Olio d’oliva. Ricerca del Cnr. La presenza di polifenoli protegge da tumori e malattie neurodegenerative
I risultati dello studio indicano che possono potenziare la neurogenesi del cervello, proteggendolo contro la neurodegenerazione correlata all’età e svolgendo un’azione anti-invecchiamento. Gli oli ricchi di polifenoli hanno in genere un sapore marcato, fruttato o addirittura amarognolo

Le virtù curative e benefiche dell’olio d’oliva sono note da secoli: già nel 400 a.C. il padre della medicina, Ippocrate da Cos, lo definiva "la medicina migliore" e più volte nelle opere di Omero viene descritto come "il liquido d’oro". Oggi, grazie a un esperimento condotto da ricercatori dell’Istituto di biologia cellulare e neurobiologia (Ibcn) del Cnr di Roma, siamo in grado di comprendere meglio il ruolo protettivo svolto dai polifenoli, composti di origine naturale di cui l’olio d’oliva è ricchissimo.

“In passato diversi studi hanno mostrato come la presenza di polifenoli nella dieta possa proteggere contro il cancro e le malattie cardiometaboliche e neurodegenerative – spiega Marco Fiore, ricercatore dell’Istituto romano, tra gli autori della ricerca pubblicati su 'Nutrition’, ma, ci tiene a precisare, puchè l’olio sia di buona qualità e contenga un buon numero di polifenoli quando arriva sulla tavola.

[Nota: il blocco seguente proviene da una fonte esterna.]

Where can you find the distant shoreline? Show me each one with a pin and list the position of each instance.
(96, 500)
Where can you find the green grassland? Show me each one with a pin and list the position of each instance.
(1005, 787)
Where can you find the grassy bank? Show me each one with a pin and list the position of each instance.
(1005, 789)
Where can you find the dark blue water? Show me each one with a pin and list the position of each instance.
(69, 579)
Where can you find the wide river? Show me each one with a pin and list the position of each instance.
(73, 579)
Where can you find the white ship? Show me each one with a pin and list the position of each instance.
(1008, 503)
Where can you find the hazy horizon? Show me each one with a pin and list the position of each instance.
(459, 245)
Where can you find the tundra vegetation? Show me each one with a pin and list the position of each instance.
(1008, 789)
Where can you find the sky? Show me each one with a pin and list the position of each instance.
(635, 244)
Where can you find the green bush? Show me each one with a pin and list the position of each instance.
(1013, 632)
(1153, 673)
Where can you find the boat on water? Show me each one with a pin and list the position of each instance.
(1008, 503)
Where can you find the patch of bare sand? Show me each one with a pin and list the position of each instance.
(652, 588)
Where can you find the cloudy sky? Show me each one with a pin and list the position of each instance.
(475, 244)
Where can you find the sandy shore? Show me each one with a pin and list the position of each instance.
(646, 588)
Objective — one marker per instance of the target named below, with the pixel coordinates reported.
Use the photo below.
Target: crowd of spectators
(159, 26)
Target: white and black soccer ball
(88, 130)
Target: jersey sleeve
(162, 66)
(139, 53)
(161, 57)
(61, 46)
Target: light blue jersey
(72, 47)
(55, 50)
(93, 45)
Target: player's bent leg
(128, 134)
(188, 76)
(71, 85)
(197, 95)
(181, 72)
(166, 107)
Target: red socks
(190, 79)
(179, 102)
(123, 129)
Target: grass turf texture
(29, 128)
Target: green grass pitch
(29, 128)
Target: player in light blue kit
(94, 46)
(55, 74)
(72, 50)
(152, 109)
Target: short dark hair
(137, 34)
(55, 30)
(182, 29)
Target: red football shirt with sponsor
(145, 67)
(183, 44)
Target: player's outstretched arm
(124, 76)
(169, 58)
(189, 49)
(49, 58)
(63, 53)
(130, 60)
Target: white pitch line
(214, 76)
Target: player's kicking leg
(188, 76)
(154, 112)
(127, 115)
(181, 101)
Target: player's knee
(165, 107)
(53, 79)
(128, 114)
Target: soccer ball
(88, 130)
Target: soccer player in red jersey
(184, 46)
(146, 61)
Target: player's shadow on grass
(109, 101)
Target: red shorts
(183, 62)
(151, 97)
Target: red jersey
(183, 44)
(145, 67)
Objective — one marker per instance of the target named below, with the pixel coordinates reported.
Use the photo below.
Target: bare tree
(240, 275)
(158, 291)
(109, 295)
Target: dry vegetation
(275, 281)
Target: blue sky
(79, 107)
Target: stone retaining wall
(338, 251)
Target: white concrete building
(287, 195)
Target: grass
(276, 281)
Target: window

Lo scopo del nostro esperimento è stato dimostrare se la somministrazione di polifenoli estratti dall’olivo potesse avere effetti sui livelli di Nerve growth factor (Ngf) e Brain-nerived neurotrophic factor (Bdnf), due categorie di polipeptidi appartenenti alla famiglia dei fattori di crescita che sono in grado di stimolare l'incremento dei neuroni, la proliferazione e la differenziazione del cervello dei mammiferi”. I ricercatori hanno trovato un aumento di Ngf e Bdnf "in aree cerebrali cruciali del sistema limbico e dei bulbi olfattori, che svolgono un ruolo fondamentale nell’apprendimento, nei processi di memorizzazione e nella migrazione e proliferazione delle cellule endogene progenitrici presenti nel cervello”.

I polifenoli sono molecole presenti in una varietà estremamente ampia di piante, vegetali e prodotti da essi derivati, quali la vite, il vino, té, mirtilli, cacao e cioccolata. L'azione benefica dei polifenoli dell’olio, in particolare, è già da tempo riconosciuta dalla European Food Safety Authority e dall'americana Food and Drugs Administration, che raccomandano un consumo quotidiano di due cucchiai di olio crudo al giorno per contribuire a prevenire l’insorgere di malattie cardiovascolari, infiammazioni e per contrastare lo stress ossidativo indotto dai radicali liberi.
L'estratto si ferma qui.